Photo by Hugo Cadavez from Portugal - S. João Porto 2008-06-23 007, CC BY 2.0, https://commons.wikimedia.org/w/index.php?curid=5141553
Festa de São João do Porto (Festival of St John of Porto in English) is a festival that happens every year during Midsummer, on the night of 23 June (St John's Eve), in the city of Porto, in the north of Portugal, thousands of people come to the city centre and more traditional neighborhoods to pay a tribute to Saint John the Baptist, in a party that mixes sacred and profane traditions.
The festivities have been held in the city for more than six centuries, yet it was during the 19th century that Saint John's day became impregnated in the city's culture and assumed the status of the city's most important festival. An interesting tradition among the people of Porto during the 'Festa de São João', with roots in pagan courtship rituals, is to hit each other either with garlic flowers or soft plastic hammers.
In June 2004, a journalist from The Guardian commented that "Porto's Festa de São João is one of Europe's liveliest street festivals, yet it is relatively unknown outside the country".
In fact, the party starts early in the afternoon of 23 June and usually lasts until the morning of 24 June.
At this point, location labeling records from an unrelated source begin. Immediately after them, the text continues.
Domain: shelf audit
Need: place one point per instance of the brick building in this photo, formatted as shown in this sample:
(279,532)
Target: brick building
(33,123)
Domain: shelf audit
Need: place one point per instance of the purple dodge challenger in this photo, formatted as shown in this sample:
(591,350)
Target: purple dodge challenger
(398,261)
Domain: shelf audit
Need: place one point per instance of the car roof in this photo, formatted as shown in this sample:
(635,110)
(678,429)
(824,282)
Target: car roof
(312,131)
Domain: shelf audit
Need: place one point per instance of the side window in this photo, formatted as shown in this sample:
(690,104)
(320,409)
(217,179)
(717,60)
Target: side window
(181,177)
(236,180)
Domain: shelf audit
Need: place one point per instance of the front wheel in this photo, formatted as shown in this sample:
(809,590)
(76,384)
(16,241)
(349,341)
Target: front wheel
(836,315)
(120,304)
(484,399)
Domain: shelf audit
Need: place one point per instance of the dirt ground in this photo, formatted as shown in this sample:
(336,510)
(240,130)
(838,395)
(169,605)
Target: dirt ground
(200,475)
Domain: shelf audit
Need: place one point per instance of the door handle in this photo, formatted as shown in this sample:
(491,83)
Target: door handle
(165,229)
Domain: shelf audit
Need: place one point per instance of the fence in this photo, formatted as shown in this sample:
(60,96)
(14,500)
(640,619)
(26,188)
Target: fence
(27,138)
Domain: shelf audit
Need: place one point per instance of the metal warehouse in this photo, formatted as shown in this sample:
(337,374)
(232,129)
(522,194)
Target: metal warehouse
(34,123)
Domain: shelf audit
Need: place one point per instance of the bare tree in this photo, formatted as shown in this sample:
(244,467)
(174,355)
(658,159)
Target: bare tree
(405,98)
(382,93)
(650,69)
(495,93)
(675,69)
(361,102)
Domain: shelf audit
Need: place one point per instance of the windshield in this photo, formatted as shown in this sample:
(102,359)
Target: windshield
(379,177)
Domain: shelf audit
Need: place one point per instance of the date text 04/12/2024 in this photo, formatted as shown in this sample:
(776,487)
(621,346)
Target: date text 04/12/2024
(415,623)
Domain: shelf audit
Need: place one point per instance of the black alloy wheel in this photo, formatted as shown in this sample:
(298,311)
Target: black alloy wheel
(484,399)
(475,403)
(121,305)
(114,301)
The traditional attractions of the night include street concerts, popular dancing parties, jumping over flames, eating barbecued sardines, Caldo verde and meat, drinking wine and releasing illuminated flame-propelled balloons over Porto's summer sky.
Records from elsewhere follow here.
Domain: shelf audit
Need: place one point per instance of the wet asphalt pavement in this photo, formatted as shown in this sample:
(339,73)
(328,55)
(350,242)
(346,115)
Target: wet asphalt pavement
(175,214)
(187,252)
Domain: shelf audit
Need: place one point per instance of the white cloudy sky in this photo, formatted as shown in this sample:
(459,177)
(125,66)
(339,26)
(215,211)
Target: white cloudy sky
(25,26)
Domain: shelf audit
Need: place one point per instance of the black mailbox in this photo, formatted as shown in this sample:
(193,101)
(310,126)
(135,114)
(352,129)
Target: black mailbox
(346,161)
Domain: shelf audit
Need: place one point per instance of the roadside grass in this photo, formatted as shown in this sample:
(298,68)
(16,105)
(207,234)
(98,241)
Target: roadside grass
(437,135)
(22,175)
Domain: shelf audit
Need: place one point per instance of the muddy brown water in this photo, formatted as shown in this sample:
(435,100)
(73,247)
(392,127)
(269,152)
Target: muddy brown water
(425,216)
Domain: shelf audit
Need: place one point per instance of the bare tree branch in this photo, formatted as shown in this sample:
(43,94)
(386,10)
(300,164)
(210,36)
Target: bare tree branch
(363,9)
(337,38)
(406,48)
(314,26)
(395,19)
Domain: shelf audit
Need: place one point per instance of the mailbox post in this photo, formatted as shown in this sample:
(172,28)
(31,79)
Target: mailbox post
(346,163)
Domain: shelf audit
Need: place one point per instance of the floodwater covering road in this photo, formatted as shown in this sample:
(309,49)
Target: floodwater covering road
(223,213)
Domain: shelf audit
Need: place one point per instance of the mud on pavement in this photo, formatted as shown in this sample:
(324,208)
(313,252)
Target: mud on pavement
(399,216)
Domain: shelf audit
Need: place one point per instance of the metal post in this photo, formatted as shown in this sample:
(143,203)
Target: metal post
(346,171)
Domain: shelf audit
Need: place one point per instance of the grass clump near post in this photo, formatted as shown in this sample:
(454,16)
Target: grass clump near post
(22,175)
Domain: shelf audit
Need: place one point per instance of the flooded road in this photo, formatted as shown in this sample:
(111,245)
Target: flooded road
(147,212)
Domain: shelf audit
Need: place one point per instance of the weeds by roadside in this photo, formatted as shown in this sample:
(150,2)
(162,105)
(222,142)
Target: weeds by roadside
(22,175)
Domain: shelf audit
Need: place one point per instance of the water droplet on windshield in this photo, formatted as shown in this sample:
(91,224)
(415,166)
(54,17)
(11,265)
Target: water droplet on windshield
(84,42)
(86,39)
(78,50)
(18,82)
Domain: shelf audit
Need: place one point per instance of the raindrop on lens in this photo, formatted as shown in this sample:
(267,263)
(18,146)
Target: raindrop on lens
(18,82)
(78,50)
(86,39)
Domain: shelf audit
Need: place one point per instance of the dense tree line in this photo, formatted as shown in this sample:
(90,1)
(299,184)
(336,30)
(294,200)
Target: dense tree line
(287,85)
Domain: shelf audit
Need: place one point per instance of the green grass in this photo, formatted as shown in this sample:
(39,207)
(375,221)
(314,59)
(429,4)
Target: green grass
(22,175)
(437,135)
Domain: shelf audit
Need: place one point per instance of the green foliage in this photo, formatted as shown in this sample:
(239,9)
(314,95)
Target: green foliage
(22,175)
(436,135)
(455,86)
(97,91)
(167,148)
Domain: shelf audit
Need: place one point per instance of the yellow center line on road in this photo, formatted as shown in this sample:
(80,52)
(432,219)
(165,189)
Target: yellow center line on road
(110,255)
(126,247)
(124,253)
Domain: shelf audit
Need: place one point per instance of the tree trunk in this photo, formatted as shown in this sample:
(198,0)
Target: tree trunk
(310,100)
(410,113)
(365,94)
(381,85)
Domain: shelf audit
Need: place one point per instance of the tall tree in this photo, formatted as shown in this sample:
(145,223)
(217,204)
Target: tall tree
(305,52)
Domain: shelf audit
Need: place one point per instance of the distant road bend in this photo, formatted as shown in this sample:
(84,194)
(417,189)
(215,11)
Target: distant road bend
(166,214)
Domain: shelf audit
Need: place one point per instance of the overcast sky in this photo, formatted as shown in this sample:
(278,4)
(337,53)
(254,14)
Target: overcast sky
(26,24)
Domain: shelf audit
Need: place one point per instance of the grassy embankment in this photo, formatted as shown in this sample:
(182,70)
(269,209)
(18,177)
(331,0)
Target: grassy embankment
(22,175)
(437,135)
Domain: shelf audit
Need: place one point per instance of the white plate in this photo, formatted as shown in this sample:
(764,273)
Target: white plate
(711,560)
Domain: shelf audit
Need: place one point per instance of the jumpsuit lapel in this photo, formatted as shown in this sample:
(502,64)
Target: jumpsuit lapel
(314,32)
At midnight, the partygoers make a short break to look at the sky at Saint John's firework spectacle. The show is increasingly sophisticated with the fireworks being associated with themes and multimedia shows. The party has sacred roots but is also mixed with pagan traditions, with the fireworks embodying the spirit of tribute to the Sun.
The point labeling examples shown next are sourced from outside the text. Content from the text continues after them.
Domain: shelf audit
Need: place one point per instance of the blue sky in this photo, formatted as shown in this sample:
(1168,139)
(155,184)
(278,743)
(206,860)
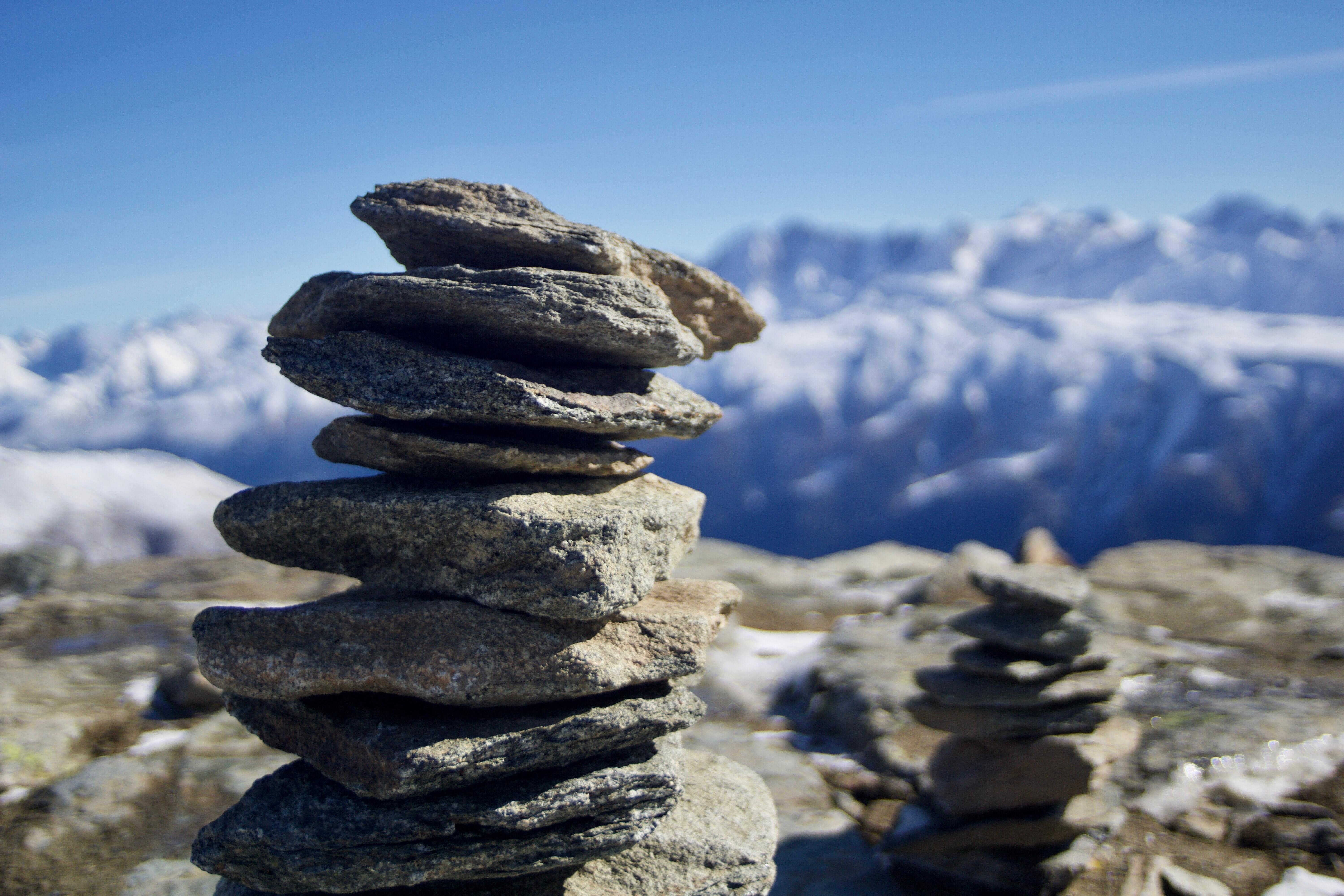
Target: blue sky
(159,156)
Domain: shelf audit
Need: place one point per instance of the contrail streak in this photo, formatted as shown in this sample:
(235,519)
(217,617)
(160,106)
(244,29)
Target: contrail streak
(1127,85)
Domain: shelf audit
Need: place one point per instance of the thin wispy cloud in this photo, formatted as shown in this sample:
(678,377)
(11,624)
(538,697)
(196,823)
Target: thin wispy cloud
(1152,82)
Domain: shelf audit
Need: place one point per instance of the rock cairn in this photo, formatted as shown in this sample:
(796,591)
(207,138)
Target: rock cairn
(1026,704)
(495,709)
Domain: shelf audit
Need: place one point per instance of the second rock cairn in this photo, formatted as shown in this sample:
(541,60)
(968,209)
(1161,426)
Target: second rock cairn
(497,709)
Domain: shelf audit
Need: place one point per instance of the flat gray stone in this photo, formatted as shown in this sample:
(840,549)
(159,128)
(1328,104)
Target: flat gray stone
(1044,588)
(971,777)
(411,382)
(718,840)
(571,549)
(452,452)
(1017,628)
(431,224)
(993,723)
(987,660)
(394,747)
(522,314)
(296,831)
(456,652)
(955,687)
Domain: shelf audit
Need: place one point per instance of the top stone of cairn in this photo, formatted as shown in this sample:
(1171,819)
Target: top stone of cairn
(436,224)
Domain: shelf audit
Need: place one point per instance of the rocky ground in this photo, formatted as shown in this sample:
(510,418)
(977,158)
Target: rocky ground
(114,752)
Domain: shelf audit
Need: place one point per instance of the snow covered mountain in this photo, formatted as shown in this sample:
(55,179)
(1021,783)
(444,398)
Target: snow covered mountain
(1111,379)
(194,386)
(112,506)
(1081,371)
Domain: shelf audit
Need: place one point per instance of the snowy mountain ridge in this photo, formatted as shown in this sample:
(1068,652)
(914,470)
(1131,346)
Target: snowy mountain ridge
(1238,253)
(1111,379)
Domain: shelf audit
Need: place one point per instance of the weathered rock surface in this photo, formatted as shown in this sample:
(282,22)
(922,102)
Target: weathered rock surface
(975,777)
(393,747)
(454,452)
(429,224)
(718,842)
(714,843)
(1050,589)
(298,831)
(1046,635)
(1284,602)
(521,314)
(458,652)
(987,660)
(562,549)
(411,382)
(921,831)
(791,593)
(983,776)
(955,687)
(991,723)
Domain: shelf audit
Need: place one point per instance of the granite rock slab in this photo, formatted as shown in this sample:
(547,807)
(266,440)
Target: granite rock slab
(568,549)
(296,831)
(466,453)
(1044,588)
(456,652)
(987,660)
(972,777)
(521,314)
(955,687)
(718,840)
(1037,635)
(431,224)
(407,381)
(994,723)
(390,747)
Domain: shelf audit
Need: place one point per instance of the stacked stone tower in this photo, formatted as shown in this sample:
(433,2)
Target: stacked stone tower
(1026,703)
(497,709)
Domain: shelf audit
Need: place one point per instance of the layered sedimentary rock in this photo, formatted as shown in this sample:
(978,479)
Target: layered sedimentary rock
(454,222)
(298,829)
(444,452)
(386,747)
(495,709)
(411,382)
(718,840)
(1027,707)
(573,549)
(456,652)
(521,314)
The firework are the climax of the event and mark the end of the official festivities. Yet, it is quite common for citizens of Porto to keep celebrating until 3 or 4 in the morning. Some take it further, staying up until the first hours in the morning. They walk from Porto's riverside core - Ribeira (for instance the parish of São Nicolau (Porto)- up to the seaside in Foz (parishes of Foz do Douro and Nevogilde (Porto)) or in the nearby suburb of Matosinhos where they wait for the sunrise near the sea, and sometimes, take a bath in the ocean.